In its final judgement, the EACJ said that Maasai villages have failed to provide sufficient evidence that evictions were brutal and that communities were evicted from village lands, rather than from the SNP.

“In no case did any witness give any evidence that proved either injury or actual loss during the exercise,” stated court documents seen by Mongabay. The witnesses’ testimony contradicted each other and was generally insufficient, said the court.

Crucially for Maasai communities pleading their case, the court disregarded a detailed report of an expert witness — a Kenyan national — who testified on behalf of the villages. According to the court, the witness did not have the right permit to work in Tanzania.

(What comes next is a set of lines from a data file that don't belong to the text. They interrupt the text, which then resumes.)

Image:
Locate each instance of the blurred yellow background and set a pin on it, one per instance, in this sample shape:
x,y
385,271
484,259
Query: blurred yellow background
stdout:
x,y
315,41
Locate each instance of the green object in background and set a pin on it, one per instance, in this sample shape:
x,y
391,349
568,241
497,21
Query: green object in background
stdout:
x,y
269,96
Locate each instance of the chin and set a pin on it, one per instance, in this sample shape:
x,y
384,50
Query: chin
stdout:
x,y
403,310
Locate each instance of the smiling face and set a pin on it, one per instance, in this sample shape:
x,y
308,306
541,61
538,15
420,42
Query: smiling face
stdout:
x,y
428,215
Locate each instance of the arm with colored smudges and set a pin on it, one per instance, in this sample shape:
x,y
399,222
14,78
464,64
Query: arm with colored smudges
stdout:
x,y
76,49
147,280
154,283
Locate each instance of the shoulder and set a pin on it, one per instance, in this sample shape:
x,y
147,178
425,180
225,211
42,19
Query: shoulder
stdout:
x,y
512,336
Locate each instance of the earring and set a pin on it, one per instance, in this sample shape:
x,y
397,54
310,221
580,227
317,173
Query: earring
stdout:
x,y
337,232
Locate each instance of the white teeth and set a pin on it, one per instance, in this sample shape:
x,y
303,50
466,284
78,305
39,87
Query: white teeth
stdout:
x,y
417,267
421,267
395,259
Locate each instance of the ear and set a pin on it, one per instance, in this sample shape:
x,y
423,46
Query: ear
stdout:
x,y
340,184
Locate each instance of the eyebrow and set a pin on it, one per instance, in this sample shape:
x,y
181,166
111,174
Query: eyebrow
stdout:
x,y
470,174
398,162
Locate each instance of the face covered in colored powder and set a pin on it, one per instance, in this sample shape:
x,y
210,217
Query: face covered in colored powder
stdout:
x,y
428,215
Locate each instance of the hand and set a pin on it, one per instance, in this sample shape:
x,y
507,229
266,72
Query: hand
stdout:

“In cross-examination, the witness was not able to demonstrate that he carried out his work within the specific requirements of the laws of Tanzania,” stated court documents.

Maasai leaders say, omitting the testimony of their expert witness was unjustly done, and they will appeal EACJ’s decision.

The court has also omitted a report of satellite imagery showing the burned bomas (traditional Maasai houses) that were located outside the park’s borders.

“That the ruling focuses on this technicality instead of the findings of the survey, indicates that the court failed in its duties and succumbed to pressure from the Tanzanian government,” Anuradha Mittal, Oakland Institute’s executive director, told Mongabay.